IRCVLGJun 17, 2020

Learning Colour Representations of Search Queries

arXiv:2006.09904v14 citations
Originality Incremental advance
AI Analysis

This work addresses the need for better color-based features in image search engines, though it is incremental as it builds on existing ranking methods.

The paper tackled the problem of incorporating color information into image search relevance by learning color distributions for queries from clickthrough data, resulting in improved ranker performance as measured by user preferences.

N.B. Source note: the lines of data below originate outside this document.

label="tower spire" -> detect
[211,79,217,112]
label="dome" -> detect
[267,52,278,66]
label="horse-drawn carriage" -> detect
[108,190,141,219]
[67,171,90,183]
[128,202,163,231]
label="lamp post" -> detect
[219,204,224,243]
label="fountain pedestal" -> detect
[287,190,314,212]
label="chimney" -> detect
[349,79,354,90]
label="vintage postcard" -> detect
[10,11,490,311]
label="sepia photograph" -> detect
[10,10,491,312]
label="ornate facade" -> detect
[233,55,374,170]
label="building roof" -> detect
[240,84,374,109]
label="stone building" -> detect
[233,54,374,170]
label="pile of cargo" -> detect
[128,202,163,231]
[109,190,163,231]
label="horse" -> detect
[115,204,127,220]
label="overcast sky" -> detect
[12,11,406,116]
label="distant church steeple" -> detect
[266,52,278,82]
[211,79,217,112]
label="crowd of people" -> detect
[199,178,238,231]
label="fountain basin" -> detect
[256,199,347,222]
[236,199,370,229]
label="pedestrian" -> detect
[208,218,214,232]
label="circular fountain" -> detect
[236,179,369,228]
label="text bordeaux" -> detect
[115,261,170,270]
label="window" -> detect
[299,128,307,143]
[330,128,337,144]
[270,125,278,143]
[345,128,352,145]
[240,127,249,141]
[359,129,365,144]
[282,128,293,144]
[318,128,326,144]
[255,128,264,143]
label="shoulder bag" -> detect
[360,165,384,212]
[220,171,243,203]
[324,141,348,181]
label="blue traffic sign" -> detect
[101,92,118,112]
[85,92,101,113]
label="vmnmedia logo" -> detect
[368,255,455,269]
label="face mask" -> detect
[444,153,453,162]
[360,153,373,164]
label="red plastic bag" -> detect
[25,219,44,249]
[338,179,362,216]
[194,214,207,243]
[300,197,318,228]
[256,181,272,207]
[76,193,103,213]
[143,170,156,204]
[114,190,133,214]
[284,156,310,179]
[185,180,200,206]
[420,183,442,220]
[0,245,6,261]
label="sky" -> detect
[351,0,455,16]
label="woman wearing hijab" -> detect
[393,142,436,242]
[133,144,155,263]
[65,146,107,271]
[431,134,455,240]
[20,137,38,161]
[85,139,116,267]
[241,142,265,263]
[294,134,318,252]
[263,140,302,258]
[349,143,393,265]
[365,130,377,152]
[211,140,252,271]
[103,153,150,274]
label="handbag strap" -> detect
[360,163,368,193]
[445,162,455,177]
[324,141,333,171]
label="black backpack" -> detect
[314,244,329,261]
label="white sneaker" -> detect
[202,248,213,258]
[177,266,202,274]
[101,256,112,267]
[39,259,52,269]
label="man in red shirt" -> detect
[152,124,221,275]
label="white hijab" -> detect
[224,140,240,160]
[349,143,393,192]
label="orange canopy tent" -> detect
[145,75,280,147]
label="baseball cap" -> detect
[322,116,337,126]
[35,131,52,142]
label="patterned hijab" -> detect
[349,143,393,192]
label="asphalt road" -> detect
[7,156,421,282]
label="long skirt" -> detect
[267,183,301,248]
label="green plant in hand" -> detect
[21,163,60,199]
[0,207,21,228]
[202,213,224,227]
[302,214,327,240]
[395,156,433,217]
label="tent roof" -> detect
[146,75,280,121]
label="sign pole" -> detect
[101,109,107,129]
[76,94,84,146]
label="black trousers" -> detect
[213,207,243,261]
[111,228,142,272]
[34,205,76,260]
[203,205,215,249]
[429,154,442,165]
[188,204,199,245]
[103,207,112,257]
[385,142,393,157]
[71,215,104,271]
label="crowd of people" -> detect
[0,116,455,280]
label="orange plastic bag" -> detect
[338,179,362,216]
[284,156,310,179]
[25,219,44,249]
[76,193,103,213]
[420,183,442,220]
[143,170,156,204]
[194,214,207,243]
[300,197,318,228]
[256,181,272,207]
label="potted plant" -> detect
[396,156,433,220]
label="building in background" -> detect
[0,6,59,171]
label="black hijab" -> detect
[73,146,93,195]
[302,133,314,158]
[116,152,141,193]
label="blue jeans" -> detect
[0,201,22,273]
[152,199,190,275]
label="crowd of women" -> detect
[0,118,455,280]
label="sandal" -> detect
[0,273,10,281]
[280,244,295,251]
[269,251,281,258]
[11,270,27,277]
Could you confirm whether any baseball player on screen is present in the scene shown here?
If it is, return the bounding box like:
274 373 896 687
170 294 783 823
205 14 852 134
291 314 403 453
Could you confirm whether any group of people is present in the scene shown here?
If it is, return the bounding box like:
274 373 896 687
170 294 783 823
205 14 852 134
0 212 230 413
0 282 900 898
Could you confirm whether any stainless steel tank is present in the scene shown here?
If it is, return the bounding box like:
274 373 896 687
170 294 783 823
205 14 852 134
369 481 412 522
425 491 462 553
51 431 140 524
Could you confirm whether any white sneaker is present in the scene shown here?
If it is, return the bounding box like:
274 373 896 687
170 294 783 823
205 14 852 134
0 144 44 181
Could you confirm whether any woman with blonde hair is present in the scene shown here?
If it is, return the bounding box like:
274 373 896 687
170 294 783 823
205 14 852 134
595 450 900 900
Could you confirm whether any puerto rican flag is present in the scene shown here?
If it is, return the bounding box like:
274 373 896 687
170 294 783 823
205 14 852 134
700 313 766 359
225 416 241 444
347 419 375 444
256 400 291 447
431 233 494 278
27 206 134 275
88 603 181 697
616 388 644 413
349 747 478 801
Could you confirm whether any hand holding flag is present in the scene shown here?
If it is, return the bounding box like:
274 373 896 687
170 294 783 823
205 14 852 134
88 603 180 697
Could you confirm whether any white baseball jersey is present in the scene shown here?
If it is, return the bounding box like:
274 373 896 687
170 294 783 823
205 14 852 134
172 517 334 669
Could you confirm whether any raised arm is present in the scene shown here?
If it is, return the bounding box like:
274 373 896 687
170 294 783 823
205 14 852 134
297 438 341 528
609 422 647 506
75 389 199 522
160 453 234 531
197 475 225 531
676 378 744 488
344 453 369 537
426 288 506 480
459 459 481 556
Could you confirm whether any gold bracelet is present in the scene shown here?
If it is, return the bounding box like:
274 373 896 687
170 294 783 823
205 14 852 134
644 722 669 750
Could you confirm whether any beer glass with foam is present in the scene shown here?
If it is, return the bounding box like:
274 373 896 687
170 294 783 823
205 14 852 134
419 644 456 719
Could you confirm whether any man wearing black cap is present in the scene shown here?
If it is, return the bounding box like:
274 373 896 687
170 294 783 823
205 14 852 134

Image search engines rely on appropriately designed ranking features that capture various aspects of the content semantics as well as the historic popularity. In this work, we consider the role of colour in this relevance matching process. Our work is motivated by the observation that a significant fraction of user queries have an inherent colour associated with them. While some queries contain explicit colour mentions (such as 'black car' and 'yellow daisies'), other queries have implicit notions of colour (such as 'sky' and 'grass'). Furthermore, grounding queries in colour is not a mapping to a single colour, but a distribution in colour space. For instance, a search for 'trees' tends to have a bimodal distribution around the colours green and brown. We leverage historical clickthrough data to produce a colour representation for search queries and propose a recurrent neural network architecture to encode unseen queries into colour space. We also show how this embedding can be learnt alongside a cross-modal relevance ranker from impression logs where a subset of the result images were clicked. We demonstrate that the use of a query-image colour distance feature leads to an improvement in the ranker performance as measured by users' preferences of clicked versus skipped images.